Zona de mutación

¿Cuánto mide un sueño?

El espacio no se delimita físicamente ni se presupone como continente. El espacio como un ‘hay lugar’ está determinado por el carácter irradiante de los cuerpos y los objetos. Pero el espacio existe también como una virtualidad («Tras haber creado la orquesta invisible, desearía crear el teatro invisible» (cita de Wagner en ‘Diarios’ de Cósima Wagner). Esta virtualidad no obstante, no podría darse sin una convención o un contorno cultural que lo presuponga. Por ejemplo: se ponen dos sillas en la vía pública, se traza con tiza una elipsis alrededor de ellas y veremos que ya es suficiente para que la gente que pasa, evite pisar en el interior de dicho trazado. El espacio también es un deseo como en la plataforma enrejada que impulsa el aire del metro, que desafía a reproducir la mítica escena de Marilyn Monroe o inclusive a evitar toda asociación. El espacio posible para cierto tipo de acontecimientos previsibles o no vienen todo el tiempo a nosotros o nosotros caemos en ellos. Una avenida central de la ciudad, de pronto es cortada por una manifestación y queda convertida, de hecho, en un área peatonal a la que la gente se lanza, como liberada del corset del buen andar por la vereda, aliviada y expandida.

 

El espacio es una realidad física pero también mental. Lo objetivo y lo subjetivo se interpenetran y potencian hasta hacer del espacio un reservorio de certezas, de probabilidades; invitación al juego, la expansión y la experimentación.

 

El espacio como factor de subjetivación tiene la amplitud que decidimos otorgarle. El espacio existe en la medida que los ojos de nuestra alma lo ven.
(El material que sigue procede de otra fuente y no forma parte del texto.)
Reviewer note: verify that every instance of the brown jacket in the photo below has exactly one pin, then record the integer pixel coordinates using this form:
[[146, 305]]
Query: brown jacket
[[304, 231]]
De esa visualidad se desencadenan sus calidades olfativas, auditivas, táctiles.

 

El espacio como entorno a nuestras posibilidades perceptivas es una esfera que, como en el Hombre de Vitruvio dibujado por Leonardo, más que presentarse a la medida del hombre, antropocentrado, tiene el sentido de atravesar nuestra corporalidad.

 

El espacio escénico es un sobredimensionamiento de la persona., donde la esencia del hombre vibrará por siempre como un efecto acusmático, invisible, eterna promesa de algo mejor.

 

El escenario es un nicho que expresa a la realidad por otros medios. La realidad de los aconteceres naturales se intensifican. Esta ostensión es revelatoria, ritual, aperceptiva. Un desafío a nuestras potencialidades sensibles. Una caja de sorpresas donde vemos lo que hasta ese momento no veíamos.

 

Un mimo callejero, corretea alrededor de un transeúnte, mientras actúa para el público de un bar al aire libre. El peatón, desprevenido, cae bajo la demarcación virtual que orquesta el mimo, lo convierte en el ‘personaje’ de su espacio. El público ríe porque el juego es siempre parecido: el del ratón en las garras del gato. Pero, este transeúnte, ni lerdo ni perezoso, al sentirse en ridículo, sin mucho hesitar, saca un arma de entre sus ropas y le dispara al mimo. Lo ultima. El paseante es detenido, llevado a juicio.

 

Por la prensa todos se enteran de los argumentos del intempestivo caminante: «Eliminé a ese cobarde en un campo ficcional, en su propio territorio, lo cual me hace inimputable». Es evidente el problema filosófico que surge respecto a la intencionalidad del acto criminal del peatón, al carácter físico-material de su participación en el área de actuación del periclitado mimo. Y no se queda ahí; continúa: «El espacio del sentido común desborda el ficcional y por ello seré condenado. Pero en ese caso, el juego que no quise jugar, por sentido común, no puede ser absuelto justamente por la materialidad ineluctable de mi reacción. Con la pena tengo bastante, el mimo es un mártir del arte escénico y yo soy un intolerante de la realidad».

 

Las palabras de Sebastián Serlio: «Recomiendo el teatro a la altura de la vista», tienen la implicancia, por simple connotación, de un teatro a la altura de la vida, como la revelación de la verdad a la altura de esa mirada del alma, la conciencia. Una oscuridad que sale de las chácenas a la zona iluminada de los escenarios.

 

Wagner llamaba al espacio escénico «el abismo místico que separa lo real de lo ideal», en el que la ‘concordia discors’ de los elementos, en su juego dinámico de tensiones controladas y armonías insospechadas, catapultan la visión a otros mundos y dimensiones de los que la habitualidad de nuestro sistema sensorio nos tiene acostumbrados. El espacio es un lenguaje, una materia del arte. Una zona de agudas percepciones.